Deputi Komisioner OJK Institute dan Keuangan Digital OJK, Sukarela Batunanggar menerangkan, banjirnya fintech ilegal asal China tak lepas dari longgarnya pengaturan dari pemerintah China, sehingga, secara alami fintech mengalami pertumbuhan yang sangat cepat.
"Kalau kita lihat perkembangan fintech peer to peer sangat cepat. Selama ini regulator di China cenderung lebih fleksibel, lebih open, memberi keleluasaan untuk pertumbuhan. Itu satu secara kebijakan, pilihan kebijakan," katanya dalam Media Gathering OJK di Bandung, Jumat (3/5/2019).
SCROLL TO CONTINUE WITH CONTENT
"Implikasinya longgarnya aturan itu pertumbuhannya sangat cepat, di sana tidak ada review secara mendalam. Sehingga, artinya ada bisnis model yang layak, oke, bisa survive sustain, tentunya banyak juga bisnis model yang sebenarnya belum siap. Saya kira implikasi yang alamiah," paparnya.
Namun, dia menuturkan, kini pemerintah China telah mengatur secara ketat fintech. Sehingga, fintech tak layak disetop operasinya.
"Nah, makanya sekarang pemerintah China menaruh concern memperketat aturannya, dengan menutup platform yang tidak layak operasi," ujarnya.
Dia melanjutkan, OJK sendiri sebenarnya sudah mewaspadai sejak awal dengan membuat sejumlah regulasi. Selain itu, OJK juga melibatkan asosiasi profesi untuk menangani banjirnya fintech abal-abal.

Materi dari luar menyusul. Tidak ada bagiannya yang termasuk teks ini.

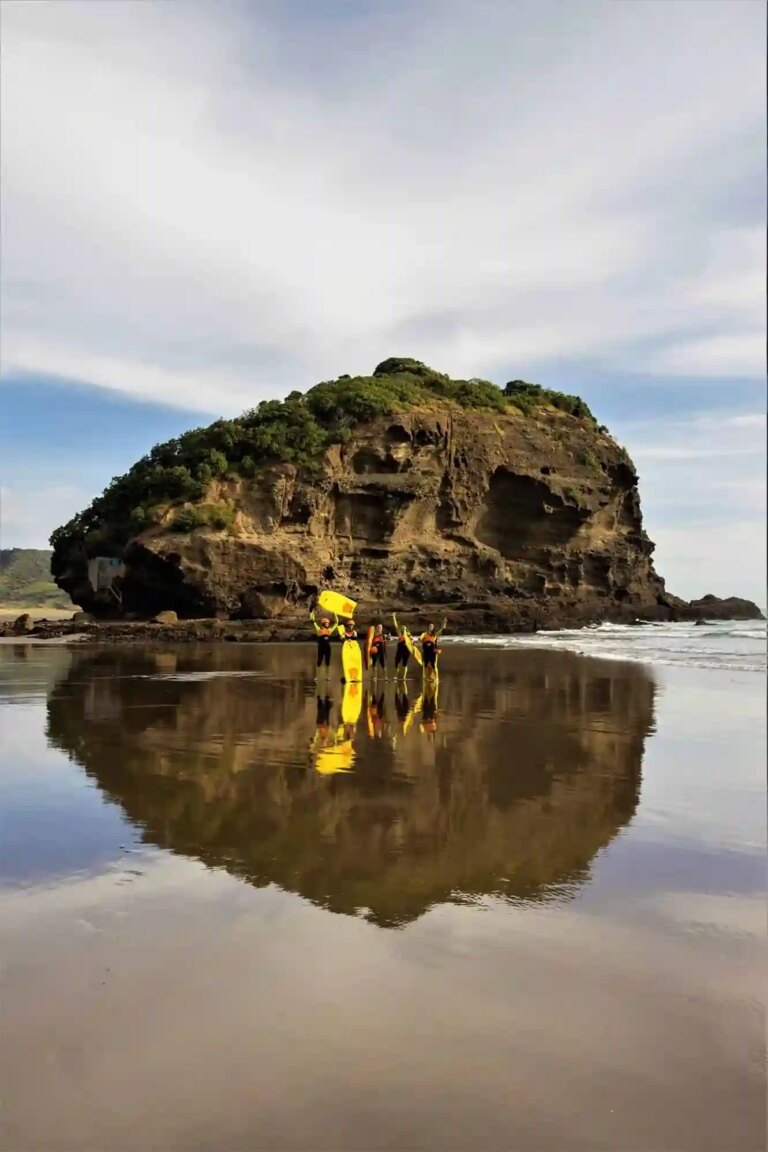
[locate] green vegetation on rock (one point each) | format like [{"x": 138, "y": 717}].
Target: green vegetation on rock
[
  {"x": 25, "y": 580},
  {"x": 297, "y": 431}
]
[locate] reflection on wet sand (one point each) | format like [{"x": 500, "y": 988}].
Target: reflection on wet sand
[{"x": 506, "y": 780}]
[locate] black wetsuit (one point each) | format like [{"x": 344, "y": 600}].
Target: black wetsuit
[
  {"x": 402, "y": 654},
  {"x": 379, "y": 652}
]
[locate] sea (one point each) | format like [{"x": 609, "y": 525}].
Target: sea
[
  {"x": 725, "y": 645},
  {"x": 522, "y": 908}
]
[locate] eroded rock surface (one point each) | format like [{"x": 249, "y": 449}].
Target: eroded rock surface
[{"x": 478, "y": 509}]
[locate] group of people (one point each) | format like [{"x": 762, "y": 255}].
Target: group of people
[{"x": 428, "y": 643}]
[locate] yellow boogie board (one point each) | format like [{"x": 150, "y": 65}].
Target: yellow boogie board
[
  {"x": 351, "y": 659},
  {"x": 351, "y": 702},
  {"x": 334, "y": 601}
]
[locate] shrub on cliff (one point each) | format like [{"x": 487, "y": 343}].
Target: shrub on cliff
[
  {"x": 296, "y": 430},
  {"x": 526, "y": 396}
]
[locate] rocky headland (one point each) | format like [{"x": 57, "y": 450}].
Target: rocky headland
[{"x": 502, "y": 509}]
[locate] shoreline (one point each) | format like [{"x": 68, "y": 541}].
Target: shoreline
[{"x": 39, "y": 624}]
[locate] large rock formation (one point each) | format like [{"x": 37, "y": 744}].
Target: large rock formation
[{"x": 519, "y": 510}]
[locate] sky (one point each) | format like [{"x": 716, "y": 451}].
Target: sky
[{"x": 206, "y": 204}]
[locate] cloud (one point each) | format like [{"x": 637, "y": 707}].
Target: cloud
[
  {"x": 30, "y": 514},
  {"x": 206, "y": 205},
  {"x": 207, "y": 211},
  {"x": 702, "y": 483},
  {"x": 725, "y": 559}
]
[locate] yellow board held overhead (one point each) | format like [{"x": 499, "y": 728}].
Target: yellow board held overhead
[{"x": 334, "y": 601}]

"Jadi kita syukur punya POJK 77 dari awal kita buat regulasi koridor, kedua di OJK ada tim yang menangani perizinan dan pengawasan terhadap peer to peer. Ketiga ada asosiasi yang tidak sekadar sebagai forum koordinasi tapi mereka bertanggung jawab merumuskan standar-standar, kode etik, asosiasi juga menerbitkan namanya ethic lending dan POJK 13 mengamanatkan kepada asosiasi untuk melakukan pengawasan anggotanya yang tidak sesuai yang melanggar etika. Antisipasinya itu," paparnya. (ara/ara)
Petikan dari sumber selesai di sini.